Kent’s difficulty with focusing through the announcement was a shared experience by other students. The north gym loudspeaker happens to be one of, if not the loudest in the building. Some unfortunate test-takers were even unlucky enough to have been assigned a seat directly beneath, subjecting them to a barage of noise from point-blank range.
“It was really annoying, honestly,” sophomore Ruby Ortiz said. “Not only was the announcement disorienting, but it was also piercing, to the point that my ears hurt and I ended up with a headache.”
A speech about the importance of rule-following is nothing out of the ordinary in a school setting, but the timing of the announcement was strange; why couldn’t it have waited until the afternoon, well after the end of the ACT?
Unfortunately, this wasn’t the day’s only example of puzzling management decisions.
The final portion of the test dealt with science. As the final of the four individual tests making up the ACT, the science portion is often regarded as the most stressful. Students are tasked with answering 40 questions in 40 minutes, requiring excellent time management skills and extreme focus.
Lamentably, the standard 40 minutes were not, in fact, afforded to students taking the test. You heard that right, dear reader; the science portion of the ACT—a test famous for its extensive regulations—was cut five minutes short, without any sort of warning.
On a whiteboard sitting ominously at the front of the room, “11:33” was written, indicating to students that their test would be over at that exact minute. You can imagine their surprise then, when ACT test proctor Heather Prothe suddenly walked up to the podium, leaned over the microphone, and declared the test over before the clocks had even struck 11:30.

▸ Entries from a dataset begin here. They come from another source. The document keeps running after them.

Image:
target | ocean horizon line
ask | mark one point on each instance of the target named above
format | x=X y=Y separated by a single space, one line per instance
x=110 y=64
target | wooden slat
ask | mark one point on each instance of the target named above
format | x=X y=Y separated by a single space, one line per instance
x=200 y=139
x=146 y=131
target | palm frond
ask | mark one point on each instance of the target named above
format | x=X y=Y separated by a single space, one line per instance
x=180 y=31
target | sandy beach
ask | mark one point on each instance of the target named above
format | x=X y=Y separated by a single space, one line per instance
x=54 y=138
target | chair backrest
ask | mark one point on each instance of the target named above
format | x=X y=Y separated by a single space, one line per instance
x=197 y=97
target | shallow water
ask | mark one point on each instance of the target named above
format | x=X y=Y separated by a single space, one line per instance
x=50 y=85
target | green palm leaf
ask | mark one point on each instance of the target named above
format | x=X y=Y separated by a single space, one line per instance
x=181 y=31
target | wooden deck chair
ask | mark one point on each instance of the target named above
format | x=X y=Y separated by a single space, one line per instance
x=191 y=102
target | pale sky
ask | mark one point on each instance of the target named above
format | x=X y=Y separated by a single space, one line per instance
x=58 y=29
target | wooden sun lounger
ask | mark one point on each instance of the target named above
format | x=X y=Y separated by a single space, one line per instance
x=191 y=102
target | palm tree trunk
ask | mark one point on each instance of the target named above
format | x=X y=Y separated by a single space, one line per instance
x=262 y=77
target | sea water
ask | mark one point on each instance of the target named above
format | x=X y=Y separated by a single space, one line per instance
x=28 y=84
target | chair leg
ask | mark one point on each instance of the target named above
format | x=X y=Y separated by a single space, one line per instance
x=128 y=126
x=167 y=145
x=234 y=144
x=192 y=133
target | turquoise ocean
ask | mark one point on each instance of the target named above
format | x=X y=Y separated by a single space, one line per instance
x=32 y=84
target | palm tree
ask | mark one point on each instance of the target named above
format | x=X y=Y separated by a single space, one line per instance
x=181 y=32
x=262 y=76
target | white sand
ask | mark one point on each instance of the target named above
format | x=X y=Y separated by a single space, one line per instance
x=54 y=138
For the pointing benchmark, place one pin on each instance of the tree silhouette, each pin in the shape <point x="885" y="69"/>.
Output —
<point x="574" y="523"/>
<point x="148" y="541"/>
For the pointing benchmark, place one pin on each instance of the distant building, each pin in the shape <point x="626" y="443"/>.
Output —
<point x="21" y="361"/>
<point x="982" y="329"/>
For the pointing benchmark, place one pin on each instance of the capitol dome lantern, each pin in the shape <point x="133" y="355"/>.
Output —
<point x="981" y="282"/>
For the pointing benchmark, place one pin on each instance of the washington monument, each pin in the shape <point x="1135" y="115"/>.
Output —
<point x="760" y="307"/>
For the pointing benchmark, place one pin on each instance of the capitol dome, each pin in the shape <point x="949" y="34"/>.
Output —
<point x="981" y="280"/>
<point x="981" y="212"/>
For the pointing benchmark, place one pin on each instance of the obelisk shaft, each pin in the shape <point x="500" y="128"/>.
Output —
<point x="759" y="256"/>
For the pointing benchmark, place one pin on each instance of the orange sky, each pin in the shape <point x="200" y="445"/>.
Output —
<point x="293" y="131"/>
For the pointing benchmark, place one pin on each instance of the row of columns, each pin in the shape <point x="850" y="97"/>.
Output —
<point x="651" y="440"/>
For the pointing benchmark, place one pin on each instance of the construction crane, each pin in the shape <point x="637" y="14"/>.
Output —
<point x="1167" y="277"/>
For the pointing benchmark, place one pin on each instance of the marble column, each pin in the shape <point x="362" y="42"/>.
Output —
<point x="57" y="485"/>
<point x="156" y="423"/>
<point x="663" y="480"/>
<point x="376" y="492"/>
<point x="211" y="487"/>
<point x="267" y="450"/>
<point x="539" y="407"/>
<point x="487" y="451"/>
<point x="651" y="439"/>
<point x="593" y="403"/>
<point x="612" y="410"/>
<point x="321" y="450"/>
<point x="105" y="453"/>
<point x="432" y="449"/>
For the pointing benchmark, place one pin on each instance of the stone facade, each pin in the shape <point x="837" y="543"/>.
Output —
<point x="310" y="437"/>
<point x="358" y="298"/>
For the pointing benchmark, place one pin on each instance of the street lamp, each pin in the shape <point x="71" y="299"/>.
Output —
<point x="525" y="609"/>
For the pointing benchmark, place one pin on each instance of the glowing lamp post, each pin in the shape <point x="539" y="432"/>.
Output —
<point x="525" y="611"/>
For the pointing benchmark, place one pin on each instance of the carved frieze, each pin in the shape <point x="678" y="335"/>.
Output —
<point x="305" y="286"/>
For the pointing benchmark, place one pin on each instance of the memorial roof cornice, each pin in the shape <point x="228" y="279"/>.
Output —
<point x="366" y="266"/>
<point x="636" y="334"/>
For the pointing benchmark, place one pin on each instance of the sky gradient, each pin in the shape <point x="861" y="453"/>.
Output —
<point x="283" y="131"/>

Standard procedure involves a five-minute warning before the end of the allotted time, indicating to students that they must answer their final questions. This element of the test procedure is used by students for pacing, and thus, without it, many of them didn’t finish answering all of their questions.
“The early cutoff on the science portion really messed me up; I had paced myself perfectly to finish with about a minute left,” junior Santiago Ovalle-Asencio said. “I was expecting the five-minute warning while getting ready to answer the last questions; then she just cut it off, forcing me to leave those questions unanswered.”
Junior Owen Lathrop-Allen had a similar grievance.
“The early cutoff portion caused me to have 6 unanswered questions at the end of the test,” Lathrop-Allen said.
Considering the mistake in the timing procedure, the science scores of many students may be a misrepresentation of their true skills.
“The early cutoff for the science portion shot my score,” sophomore Benjamin Harris said. “It caught me off-guard, and I wasn’t able to answer all the questions. My science score is cooked, and that’s bad because I want to go into STEM after high school.”
With negatively impactful incidents in two out of four test portions, the question arises: what happens next for students?
“I am told that the tests will be scored,” Prothe said. “If a student wishes to take the ACT again this year, there is an opportunity to do so on a National Test Day. Students would need to register with ACT no later than May 8 for the June 13 test by registering online at act.org.”
Students who wish to retake the test can receive a waiver to cover the cost in room 204.
The ACT on April 21 was a striking reminder of the proper planning and care that must go into administering a test like the ACT. Fortunately for students affected, Topeka High is providing an opportunity to make up for their potentially misrepresentative test scores.